Publicado 31/08/2026 • 11:00 | Atualizado há 1 hora

KEY POINTS

  • Conforme o estudo, a produção por hora trabalhada cresceu média de 0,5% ao ano entre 1981 e 2024.
  • Considerando o horizonte restrito aos últimos seis anos o intervalo de transição se estende por quase três décadas.
  • Na classificação da Organização Internacional do Trabalho (OIT), o Brasil ocupa a 100ª colocação mundial em produtividade por trabalhador e a 91ª por hora trabalhada.
CNI

Foto: Arquivo Nacional

O Brasil pode demandar entre 17 e 30 anos para acumular os ganhos de produtividade necessários para compensar uma eventual redução da jornada de trabalho para 40 horas semanais, vinculada ao fim da escala 6×1. A projeção integra um levantamento divulgado nesta segunda-feira (31) pela Confederação Nacional da Indústria (CNI), que avalia os impactos da mudança sobre a economia, o emprego formal e a massa salarial.

A estimativa parte de um cenário em que as empresas preservam postos e remunerações, absorvendo a retração de aproximadamente 7,8% no total de horas trabalhadas. Para neutralizar o impacto sem desrespeitar a estabilidade salarial, a eficiência por hora precisaria registrar um salto de 8,3% a 8,5%.

Contudo, o obstáculo reside no ritmo histórico de avanço da produtividade nacional. Conforme o estudo, a produção por hora trabalhada cresceu média de 0,5% ao ano entre 1981 e 2024, patamar que exigiria cerca de 17 anos para alcançar a meta. Considerando o horizonte restrito aos últimos seis anos, período em que a média anual recuou para 0,28%, o intervalo de transição se estende por quase três décadas.
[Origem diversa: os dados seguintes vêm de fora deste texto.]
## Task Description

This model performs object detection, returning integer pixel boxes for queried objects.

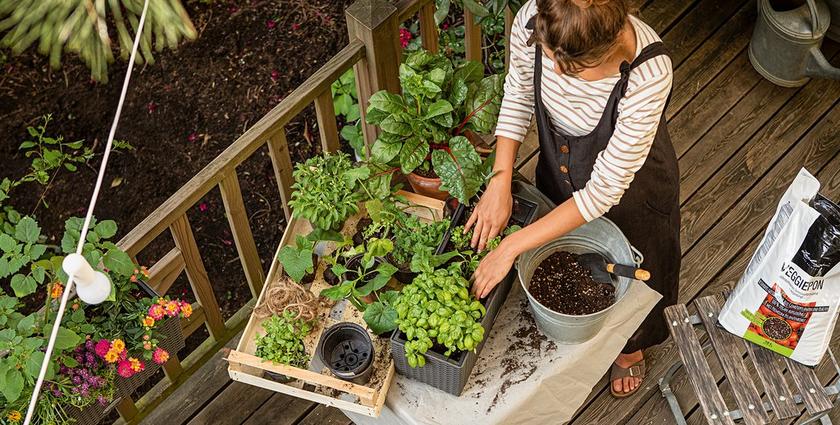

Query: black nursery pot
[318,322,374,385]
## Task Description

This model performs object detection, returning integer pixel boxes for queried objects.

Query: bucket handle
[807,0,820,35]
[630,245,645,267]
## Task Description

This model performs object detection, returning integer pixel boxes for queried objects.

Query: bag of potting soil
[718,169,840,366]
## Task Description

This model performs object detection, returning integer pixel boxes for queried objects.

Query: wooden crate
[227,192,444,417]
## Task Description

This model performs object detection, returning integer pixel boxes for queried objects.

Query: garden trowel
[578,253,650,283]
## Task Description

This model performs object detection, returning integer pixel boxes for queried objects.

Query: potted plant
[321,238,397,335]
[366,50,504,203]
[255,310,313,382]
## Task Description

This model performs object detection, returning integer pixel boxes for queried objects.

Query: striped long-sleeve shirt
[496,0,673,221]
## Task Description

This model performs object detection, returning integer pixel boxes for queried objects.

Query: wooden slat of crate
[747,343,799,419]
[665,304,735,425]
[694,295,770,425]
[227,191,444,417]
[785,358,832,415]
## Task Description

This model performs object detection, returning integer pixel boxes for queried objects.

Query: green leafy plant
[435,0,525,24]
[277,235,315,283]
[394,263,486,367]
[367,50,504,203]
[289,152,371,232]
[321,238,397,312]
[0,0,197,82]
[256,311,312,367]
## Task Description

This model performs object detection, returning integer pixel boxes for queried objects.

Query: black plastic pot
[318,322,374,385]
[391,195,537,396]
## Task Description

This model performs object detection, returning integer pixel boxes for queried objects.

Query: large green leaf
[370,90,405,114]
[0,368,23,403]
[363,301,397,335]
[432,136,485,204]
[466,74,504,134]
[11,274,38,298]
[15,217,41,243]
[400,137,429,174]
[370,133,402,164]
[379,115,411,137]
[426,99,453,119]
[0,233,17,252]
[277,235,315,283]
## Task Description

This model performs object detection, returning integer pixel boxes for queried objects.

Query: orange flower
[143,316,155,328]
[128,357,143,372]
[111,338,125,353]
[50,282,64,299]
[105,349,120,363]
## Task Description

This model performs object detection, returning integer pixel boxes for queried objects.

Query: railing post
[219,169,265,298]
[345,0,400,154]
[169,214,225,341]
[419,1,440,53]
[464,10,483,62]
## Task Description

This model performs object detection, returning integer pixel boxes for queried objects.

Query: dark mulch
[0,0,351,317]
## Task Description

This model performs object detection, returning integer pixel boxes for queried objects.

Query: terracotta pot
[406,173,449,201]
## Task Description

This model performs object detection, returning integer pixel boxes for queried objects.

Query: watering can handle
[807,0,820,34]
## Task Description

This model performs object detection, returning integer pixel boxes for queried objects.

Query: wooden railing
[111,0,511,423]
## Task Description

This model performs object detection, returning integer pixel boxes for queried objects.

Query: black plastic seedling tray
[391,195,537,396]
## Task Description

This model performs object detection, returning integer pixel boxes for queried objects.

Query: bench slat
[785,358,832,415]
[665,304,735,425]
[694,295,770,425]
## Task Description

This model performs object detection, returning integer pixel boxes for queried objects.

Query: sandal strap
[610,359,645,381]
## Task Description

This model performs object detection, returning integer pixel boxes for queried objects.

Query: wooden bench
[659,295,840,425]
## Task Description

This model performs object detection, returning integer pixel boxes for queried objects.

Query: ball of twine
[254,278,320,322]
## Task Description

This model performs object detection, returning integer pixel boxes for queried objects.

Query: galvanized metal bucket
[516,217,643,344]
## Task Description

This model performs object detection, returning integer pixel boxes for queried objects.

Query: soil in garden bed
[528,251,615,315]
[0,0,352,317]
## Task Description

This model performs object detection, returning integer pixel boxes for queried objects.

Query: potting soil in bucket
[517,217,641,344]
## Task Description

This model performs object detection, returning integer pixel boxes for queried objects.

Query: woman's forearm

Para o presidente da CNI, Ricardo Alban, a equação evidencia os limites estruturais do país.

“Não existe país que sustente sua competitividade sem produtividade. Ela é o que permite produzir mais e gerar mais valor com os recursos disponíveis. Quando ela é afetada, as empresas sentem mais dificuldade na capacidade de investir, competir e remunerar melhor os trabalhadores”, pondera Alban.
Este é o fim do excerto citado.